Blood snipped for universal switch
It may soon be possible to turn any kind of donated blood into a universal donor.
For years, emergency rooms have struggled to provide blood transfusions for people with rare or unavailable blood types, but this could be about to change.
A team of chemists and scientists have created an enzyme that can change any blood type into Type O - the universal donor that can be given to patients of all blood types.
The enzyme works by snipping off the sugars, also known as antigens, found in Type A and Type B blood, making it more like Type O.
Type O blood does not have the antigens found in A and B types, so it is used on patients regardless of their blood type.
Because Type O is used when doctors do not know the patient’s blood type, demand for it usually outstrips supply.
“We produced a mutant enzyme that is very efficient at cutting off the sugars in A and B blood, and is much more proficient at removing the subtypes of the A-antigen that the parent enzyme struggles with,” said David Kwan, the lead author of the study and a postdoctoral fellow in the Department of Chemistry.
To create the high-powered enzyme, researchers used a new technology called ‘directed evolution’, which involves inserting mutations into the gene that codes for the enzyme.
Researchers then select the mutant forms that are most effective at cutting the antigens.
In just five generations, the enzyme became 170 times more effective.
With this enzyme, a team at the University of British Columbia’s Centre for Blood Research were able to remove the wide majority of the antigens in Type A and B blood.

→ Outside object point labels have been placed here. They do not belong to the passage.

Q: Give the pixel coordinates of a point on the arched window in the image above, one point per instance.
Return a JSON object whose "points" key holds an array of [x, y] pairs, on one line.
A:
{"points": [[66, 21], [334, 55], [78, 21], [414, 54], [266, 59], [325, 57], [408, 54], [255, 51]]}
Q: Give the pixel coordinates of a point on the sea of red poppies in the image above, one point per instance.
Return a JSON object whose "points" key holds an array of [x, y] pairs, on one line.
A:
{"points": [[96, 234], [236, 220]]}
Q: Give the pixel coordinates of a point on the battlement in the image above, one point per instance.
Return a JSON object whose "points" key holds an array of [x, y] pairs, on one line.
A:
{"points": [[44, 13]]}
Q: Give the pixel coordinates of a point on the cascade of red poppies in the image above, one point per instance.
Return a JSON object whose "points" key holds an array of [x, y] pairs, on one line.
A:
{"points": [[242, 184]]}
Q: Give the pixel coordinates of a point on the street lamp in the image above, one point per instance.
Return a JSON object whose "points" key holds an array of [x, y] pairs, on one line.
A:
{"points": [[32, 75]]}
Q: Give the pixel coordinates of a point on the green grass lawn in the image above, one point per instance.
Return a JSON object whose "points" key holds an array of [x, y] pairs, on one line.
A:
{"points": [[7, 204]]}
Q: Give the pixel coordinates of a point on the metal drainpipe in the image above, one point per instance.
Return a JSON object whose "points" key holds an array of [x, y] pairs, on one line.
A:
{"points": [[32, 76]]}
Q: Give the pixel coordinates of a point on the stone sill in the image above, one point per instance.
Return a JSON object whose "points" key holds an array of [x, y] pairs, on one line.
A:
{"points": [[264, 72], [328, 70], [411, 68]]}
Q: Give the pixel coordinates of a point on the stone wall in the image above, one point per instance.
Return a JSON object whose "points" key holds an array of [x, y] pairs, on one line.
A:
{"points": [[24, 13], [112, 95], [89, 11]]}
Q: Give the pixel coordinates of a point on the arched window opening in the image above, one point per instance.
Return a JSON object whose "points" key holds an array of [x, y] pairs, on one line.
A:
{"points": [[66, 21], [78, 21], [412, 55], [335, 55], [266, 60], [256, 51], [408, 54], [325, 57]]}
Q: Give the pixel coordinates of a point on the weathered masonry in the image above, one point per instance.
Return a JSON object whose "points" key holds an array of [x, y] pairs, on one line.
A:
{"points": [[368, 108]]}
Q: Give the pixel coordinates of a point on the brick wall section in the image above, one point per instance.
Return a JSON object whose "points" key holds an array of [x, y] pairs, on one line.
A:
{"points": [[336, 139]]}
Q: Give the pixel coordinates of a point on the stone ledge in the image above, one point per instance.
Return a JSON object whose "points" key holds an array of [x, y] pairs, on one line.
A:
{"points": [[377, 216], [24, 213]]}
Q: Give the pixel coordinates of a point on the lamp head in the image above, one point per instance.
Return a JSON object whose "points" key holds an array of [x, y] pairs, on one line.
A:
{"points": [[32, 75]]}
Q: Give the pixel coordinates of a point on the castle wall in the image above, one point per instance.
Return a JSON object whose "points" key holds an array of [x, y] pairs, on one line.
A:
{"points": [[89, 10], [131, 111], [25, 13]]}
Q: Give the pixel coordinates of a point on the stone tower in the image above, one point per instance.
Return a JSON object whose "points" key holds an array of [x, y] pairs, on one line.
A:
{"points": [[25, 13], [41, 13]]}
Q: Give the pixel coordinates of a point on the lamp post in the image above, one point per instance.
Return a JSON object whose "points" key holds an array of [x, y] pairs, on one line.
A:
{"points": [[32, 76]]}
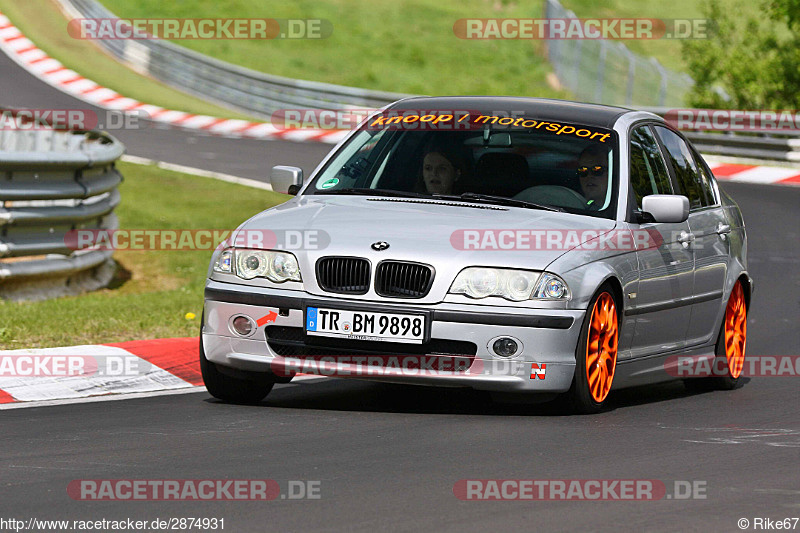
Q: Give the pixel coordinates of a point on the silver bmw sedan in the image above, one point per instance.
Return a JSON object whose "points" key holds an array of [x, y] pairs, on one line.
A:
{"points": [[512, 245]]}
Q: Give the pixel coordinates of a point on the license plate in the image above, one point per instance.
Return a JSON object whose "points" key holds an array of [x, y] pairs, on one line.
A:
{"points": [[365, 325]]}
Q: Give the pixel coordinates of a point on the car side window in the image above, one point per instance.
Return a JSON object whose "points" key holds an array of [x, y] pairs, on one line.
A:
{"points": [[706, 179], [686, 171], [648, 170]]}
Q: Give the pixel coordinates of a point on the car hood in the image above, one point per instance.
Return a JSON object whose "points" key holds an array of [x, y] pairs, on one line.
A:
{"points": [[425, 231]]}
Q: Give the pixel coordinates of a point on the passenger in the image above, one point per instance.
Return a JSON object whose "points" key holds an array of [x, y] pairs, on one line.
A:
{"points": [[593, 174]]}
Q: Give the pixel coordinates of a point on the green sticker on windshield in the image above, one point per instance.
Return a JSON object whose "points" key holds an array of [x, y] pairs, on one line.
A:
{"points": [[327, 184]]}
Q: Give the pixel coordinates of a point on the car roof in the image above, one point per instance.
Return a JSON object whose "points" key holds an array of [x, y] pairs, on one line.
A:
{"points": [[543, 108]]}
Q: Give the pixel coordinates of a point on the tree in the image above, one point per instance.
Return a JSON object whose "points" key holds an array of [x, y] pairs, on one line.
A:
{"points": [[751, 63]]}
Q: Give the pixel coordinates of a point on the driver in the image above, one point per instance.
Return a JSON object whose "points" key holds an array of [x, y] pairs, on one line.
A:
{"points": [[593, 175], [440, 171]]}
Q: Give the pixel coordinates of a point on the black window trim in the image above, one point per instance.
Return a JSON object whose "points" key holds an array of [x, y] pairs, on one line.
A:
{"points": [[648, 123], [673, 175]]}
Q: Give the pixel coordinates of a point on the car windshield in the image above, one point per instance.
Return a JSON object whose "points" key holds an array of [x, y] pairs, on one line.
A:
{"points": [[513, 160]]}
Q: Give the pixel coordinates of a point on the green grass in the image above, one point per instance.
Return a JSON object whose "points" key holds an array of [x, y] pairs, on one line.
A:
{"points": [[42, 22], [163, 285], [409, 45], [405, 46]]}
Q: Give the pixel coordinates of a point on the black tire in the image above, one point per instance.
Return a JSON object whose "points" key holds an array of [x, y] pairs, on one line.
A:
{"points": [[723, 381], [231, 389], [579, 397]]}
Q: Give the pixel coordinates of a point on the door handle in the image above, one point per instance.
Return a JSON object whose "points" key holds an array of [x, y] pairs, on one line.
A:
{"points": [[685, 238]]}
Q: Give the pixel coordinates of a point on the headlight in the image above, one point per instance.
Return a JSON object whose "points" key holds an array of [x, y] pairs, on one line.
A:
{"points": [[249, 264], [551, 287], [224, 262], [515, 285]]}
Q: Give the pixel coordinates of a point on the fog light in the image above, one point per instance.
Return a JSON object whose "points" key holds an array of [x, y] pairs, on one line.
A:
{"points": [[242, 325], [505, 347]]}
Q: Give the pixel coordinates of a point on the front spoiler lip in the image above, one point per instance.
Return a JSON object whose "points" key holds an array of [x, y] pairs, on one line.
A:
{"points": [[539, 320], [281, 365]]}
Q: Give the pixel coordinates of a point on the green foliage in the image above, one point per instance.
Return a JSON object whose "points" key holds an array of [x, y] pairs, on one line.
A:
{"points": [[753, 61]]}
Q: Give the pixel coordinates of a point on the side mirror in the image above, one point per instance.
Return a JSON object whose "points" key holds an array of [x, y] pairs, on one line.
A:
{"points": [[669, 208], [286, 180]]}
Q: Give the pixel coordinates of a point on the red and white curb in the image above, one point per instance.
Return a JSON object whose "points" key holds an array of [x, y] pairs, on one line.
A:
{"points": [[38, 375], [754, 173], [117, 371], [26, 54]]}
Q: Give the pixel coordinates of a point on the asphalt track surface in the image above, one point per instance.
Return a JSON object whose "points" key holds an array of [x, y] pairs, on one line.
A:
{"points": [[387, 456]]}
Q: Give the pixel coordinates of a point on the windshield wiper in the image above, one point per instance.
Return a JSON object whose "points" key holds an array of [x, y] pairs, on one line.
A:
{"points": [[373, 192], [501, 200]]}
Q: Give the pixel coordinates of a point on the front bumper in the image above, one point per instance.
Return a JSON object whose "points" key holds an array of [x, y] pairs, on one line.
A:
{"points": [[457, 354]]}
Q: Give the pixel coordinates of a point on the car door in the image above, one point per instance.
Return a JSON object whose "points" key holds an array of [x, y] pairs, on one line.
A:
{"points": [[712, 255], [708, 232], [661, 303]]}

But the project is not perfect yet.
Before it can be used in clinical settings, the enzyme used would need to remove all antigens, as the immune system is highly sensitive to blood groups and could attempt an immune response to even small amounts of residual antigens.
“The concept is not new but until now we needed so much of the enzyme to make it work that it was impractical,” says Steve Withers, a professor in UBC’s Department of Chemistry.
“Now I’m confident that we can take this a whole lot further.”
“The big step here is that we’ve found a way to make these enzymes more powerful and potent,” said fellow researcher David Kwan.
The study was published in the Journal of the American Chemical Society.